Time perception is often thought of as arising from a centralised mechanism. Recently, there has been a shift away from this perspective, with evidence showing that adaptation to particular visual properties at specific locations and stimulus predictability affects perceived event duration, implying that sensory systems carry out duration processing. This thesis investigates the following three questions: (1) Does adaptation induced duration compression affect other visual processes? (2) Can sensory systems encode duration using their basic response properties? (3)What is the relationship between predictability, perceived duration and neural response to a visual stimulus? The first question was investigated using a visual illusion called Flash-Lag, commonly thought to possess a fixed time component. After pilot investigations comparing psychophysical techniques, results from a behavioural experiment show that adapting to a high temporal frequency stimulus reduces the time component of the Flash-Lag illusion, implying a role for duration in positional and/or motion computations.

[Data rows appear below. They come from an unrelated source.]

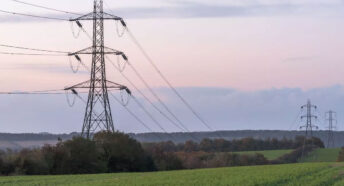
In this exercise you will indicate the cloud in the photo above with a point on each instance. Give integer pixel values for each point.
(222, 108)
(191, 9)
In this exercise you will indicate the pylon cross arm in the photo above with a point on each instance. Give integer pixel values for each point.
(92, 15)
(89, 50)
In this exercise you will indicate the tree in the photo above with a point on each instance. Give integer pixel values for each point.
(122, 153)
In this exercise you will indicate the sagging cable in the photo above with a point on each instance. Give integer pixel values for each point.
(124, 25)
(76, 68)
(125, 100)
(121, 65)
(71, 103)
(76, 34)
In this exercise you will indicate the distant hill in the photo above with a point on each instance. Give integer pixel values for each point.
(19, 141)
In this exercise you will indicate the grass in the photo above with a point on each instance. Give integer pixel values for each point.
(268, 154)
(312, 174)
(322, 155)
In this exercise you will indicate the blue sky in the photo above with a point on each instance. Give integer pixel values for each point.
(244, 64)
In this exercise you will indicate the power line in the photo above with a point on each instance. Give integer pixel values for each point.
(34, 49)
(29, 54)
(151, 90)
(47, 8)
(38, 92)
(137, 118)
(153, 105)
(34, 16)
(167, 81)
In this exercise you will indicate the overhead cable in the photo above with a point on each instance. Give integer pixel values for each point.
(47, 8)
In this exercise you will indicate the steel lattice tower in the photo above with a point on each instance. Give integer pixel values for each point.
(331, 118)
(98, 111)
(309, 117)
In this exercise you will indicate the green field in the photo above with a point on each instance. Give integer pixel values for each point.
(322, 155)
(268, 154)
(320, 174)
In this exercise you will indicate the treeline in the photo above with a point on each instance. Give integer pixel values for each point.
(117, 152)
(107, 152)
(245, 144)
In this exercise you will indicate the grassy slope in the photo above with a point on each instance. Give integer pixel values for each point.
(322, 155)
(292, 174)
(269, 154)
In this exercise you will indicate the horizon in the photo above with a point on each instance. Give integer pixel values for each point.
(241, 64)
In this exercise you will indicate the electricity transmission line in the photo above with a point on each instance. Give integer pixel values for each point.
(97, 85)
(309, 126)
(331, 118)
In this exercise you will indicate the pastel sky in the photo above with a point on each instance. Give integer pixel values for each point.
(263, 57)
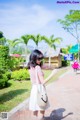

We demonstrate a model using labelled lines and varying temporal response of neurons can encode the duration of a temporally normalised input. This model exhibits effects similar to those observed in literature including adaptation induced duration compression, central tendency and perceived duration scaling with the magnitude of various stimulus properties. Finally, a new paradigm is developed to test if stimulus duration decreases with stimulus predictability. Although behavioural results show no effect of predictability, event related fMRI shows significant differences in BOLD signal. Area MST demonstrates reduced response to expected events in a duration judgement task, but not an orientation judgement task, suggesting response is reduced by predictability, dependent on the task. These results show that duration may be encoded in sensory systems and is used in perceptual tasks. Furthermore, it is proposed that duration is estimated using ramping or climbing activity within neural populations in the dorsal visual pathway.
Original languageEnglish
Awarding Institution
Award date1 Nov 2015
Publication statusUnpublished - 2015

Research outputs

This open access research output is licenced under a Creative Commons Attribution-NonCommercial-NoDerivs 3.0 Unported License.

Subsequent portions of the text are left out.